Here we go again
Finance Minister Dr Ram Sharan Mahat’s presentation of a White Paper in Parliament on Monday has not only revealed the country’s precarious economic health but has, simultaneously, exposed how those at the helm of the erstwhile regime misused the national coffers on unproductive expenditure like foreign trips, with the most offensive of them all, to control (read crush) the Jana Andolan. Now sample this. During the 14 months of the King’s direct rule beginning February 1, 2005, over Rs 1.72 billion was spent under non-budgetary expenses, more than Rs 1.43 billion under contingency heads, and Rs 13.3 million by the Foreign Minister alone on foreign junkets. In addition, Rs 1.21 billion was added under liability headings, Rs 360 million on foreign visits, Rs 280 million for holding municipal elections and Rs 10 million for ‘controlling’ the people’s movement. But more shocking is the doling out of more than Rs 12.6 million as gifts to individuals and certain media houses to make them sing its paeans. It also misused the ‘one-window advertisement policy’ by channelising more than Rs 11.06 million to four media houses such as Gorkhapatra Sansthan (61,43,879), Nepal Samacharpatra (Rs 36,52,928), Rajdhani Dainik (Rs 7,87,875) and another Nepali daily Himalaya Times (Rs 4,83,590) respectively. However, several high and mighty loan defaulters whose borrowings run into millions have not featured in this list.

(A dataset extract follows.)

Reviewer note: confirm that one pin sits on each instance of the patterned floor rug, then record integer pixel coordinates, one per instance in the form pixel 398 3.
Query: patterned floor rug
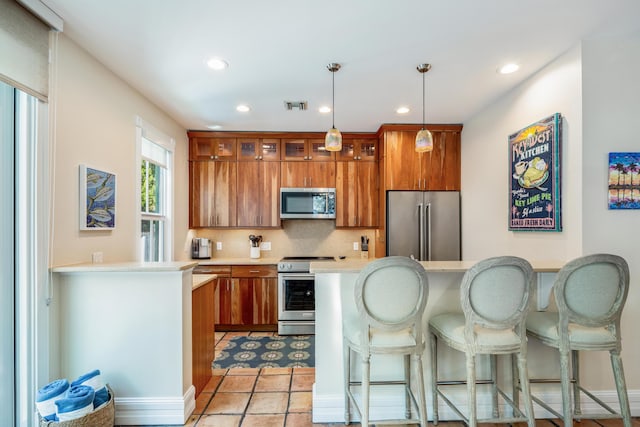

To begin with, those at the helm must realise that vendetta also boomerangs. Hence, this opportunity should not be used to fuel personal ends and further political agendas. Yet this does not mean that those with money, muscle and clout should not be docked and deterred. The dispensation will make more sense by finding out ways of making the guilty accountable for every paisa of the taxpayers’ hard-earned money and every single dollar of the international donors funnelled thus far as developmental aid. But before pointing fingers, the authorities would do well to introspect their own conscience and give themselves a clean chit. As the nation is passing through the critical phase of a political transformation where steps are also being taken to draft a new constitution, the authorities need to focus on laying down a strong foundation for good governance and economic prosperity. Preparing a mechanism that weeds out corruption and instils transparency in all transactions would ensure that the corrupt do not siphon off public funds through fraudulent means. The time is indeed ripe to give the culture of corruption an unsung burial. Given the people’s unwavering trust in the establishment of the day, it would behove to seize the opportunity and begin on a clean slate.